[Archive c 17.03.2008] Humour [Archive to 28.04.2012] - page 665

 
"Flight 1418, this is Earth! Lost you on radar screens, what about fuel and altitude? If you can hear me, swing your wing!!!
- I'm Flight 1418, reading you fine, zero fuel, zero altitude. I've been in Hangar Two for an hour. If you can hear me, shake the tower
Watson asks Holmes - Holmes, have you really seen the dog of Baskerville?

Sherlock sticks in his pipe and holds it out to the doctor:

- Try it, Watson, you'll see something else
Once Holmes and Watson were flying in a balloon. And they fell asleep.

They woke up above unknown territory and saw a man grazing cows on the ground. So they went down and asked the guy:

- Tell me, sir, where are we?

(he pondered) - In a hot air balloon.

- Thank you, sir! - And went upwards. Holmes said thoughtfully:

- Interesting terrain, Watson! A programmer herding the cows!

- But, Holmes, what makes you think he is a programmer?

- It is elementary! Firstly, he thought for long time over his answer. Secondly, his answer was absolutely precise. And most importantly - completely useless!
 
 

The new boss, tricky as it turns out. Called everyone in with their keyboards. Whoever's got
the letters on their keyboards wore off, he kept them, and the ones with the arrows wiped off.
fired the hell out of them.

---------------------

- Why does Prokhorov want to be prime minister and not president?
- Because it would break the 200-year-old pattern of changing rulers
"bald-haired."
- So what? There will be another "long-short" pattern.
-----------------------

Only in Russia everyone is waiting to see who the presidential candidate will be,
without expecting anything from him.
-----------------------

News:
"Avtovaz will make wheelchairs!
- What is the plant doing now?
- They are building a customer base for future production.

-----------------------

Whatever the government tries to do, it works the other way round,
They fought corruption and now there's more of it,
They abolished the technical inspection, it has become twice as expensive....
I demand that the government lower my salary!!!!



 

The kindest channel on TV right now is the porn channel, no explosions, no killing, everyone loves each other and a happy ending.

***

- Séma, did you hear that Rabinovitch's wife ran away?
- And how is he?
- Well, now he's more or less calmed down, but at first he was mad with joy.

***

The paradox of the internet: it connects people who are far away but disconnects people who are close by.

***

- Hello, this is Small Business Alpha calling.
- "We're not worried about Small Business Alpha," the other end answered and hung up.

***

A teacher wrote to the parents in the diary of a Jewish child: "Sema smells bad". The next day the reply in the diary was, "Shema doesn't need to be smelled, he needs to be taught!"

***

- My daughters, I'm going on a long journey, what can I bring you from there?
- Dad, is there any way we can go and get bread in a less pretentious way?

 
 
 
 
 
 
Unfortunately, I couldn't find a video.
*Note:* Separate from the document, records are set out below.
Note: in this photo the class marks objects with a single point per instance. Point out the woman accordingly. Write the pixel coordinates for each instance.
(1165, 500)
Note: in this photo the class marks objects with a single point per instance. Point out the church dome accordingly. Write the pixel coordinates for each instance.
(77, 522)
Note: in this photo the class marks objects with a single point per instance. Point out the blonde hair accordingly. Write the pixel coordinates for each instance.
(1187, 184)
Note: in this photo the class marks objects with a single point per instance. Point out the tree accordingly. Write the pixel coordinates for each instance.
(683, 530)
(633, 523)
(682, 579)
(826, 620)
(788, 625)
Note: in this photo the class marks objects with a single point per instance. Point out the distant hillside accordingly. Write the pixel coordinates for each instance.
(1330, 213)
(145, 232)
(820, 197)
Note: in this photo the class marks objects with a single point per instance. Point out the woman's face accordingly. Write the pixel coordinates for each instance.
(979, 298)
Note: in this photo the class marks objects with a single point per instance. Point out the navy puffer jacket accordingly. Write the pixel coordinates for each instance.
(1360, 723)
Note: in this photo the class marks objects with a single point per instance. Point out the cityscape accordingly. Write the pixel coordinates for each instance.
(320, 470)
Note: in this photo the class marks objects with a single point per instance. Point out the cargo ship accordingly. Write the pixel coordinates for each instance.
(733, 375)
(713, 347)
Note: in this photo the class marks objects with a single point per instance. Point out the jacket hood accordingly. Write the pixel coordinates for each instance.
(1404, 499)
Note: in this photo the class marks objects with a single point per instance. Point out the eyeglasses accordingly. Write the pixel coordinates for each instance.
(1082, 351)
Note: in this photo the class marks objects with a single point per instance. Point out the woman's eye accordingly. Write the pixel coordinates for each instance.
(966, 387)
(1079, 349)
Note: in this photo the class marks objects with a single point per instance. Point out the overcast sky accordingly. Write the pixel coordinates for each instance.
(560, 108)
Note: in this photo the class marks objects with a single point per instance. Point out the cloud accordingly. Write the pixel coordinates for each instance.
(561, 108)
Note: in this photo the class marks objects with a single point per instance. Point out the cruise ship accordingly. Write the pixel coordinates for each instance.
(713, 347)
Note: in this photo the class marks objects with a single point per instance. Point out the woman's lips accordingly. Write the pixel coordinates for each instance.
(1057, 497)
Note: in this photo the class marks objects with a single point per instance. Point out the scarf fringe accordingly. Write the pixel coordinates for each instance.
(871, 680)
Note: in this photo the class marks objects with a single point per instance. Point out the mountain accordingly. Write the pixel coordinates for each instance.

Let me tell you about it :))
Yesterday on REN-TV, on the programme "Russian Tales", Dorenko and Lyubimov discussed the scandal with the Taganka actors. The maestro angrily announced that they could not hire him, because he had been through two wars! And Dorenko's young assistant decided to clarify for the illiterate viewers and added - "The Civil War and the Patriotic War!".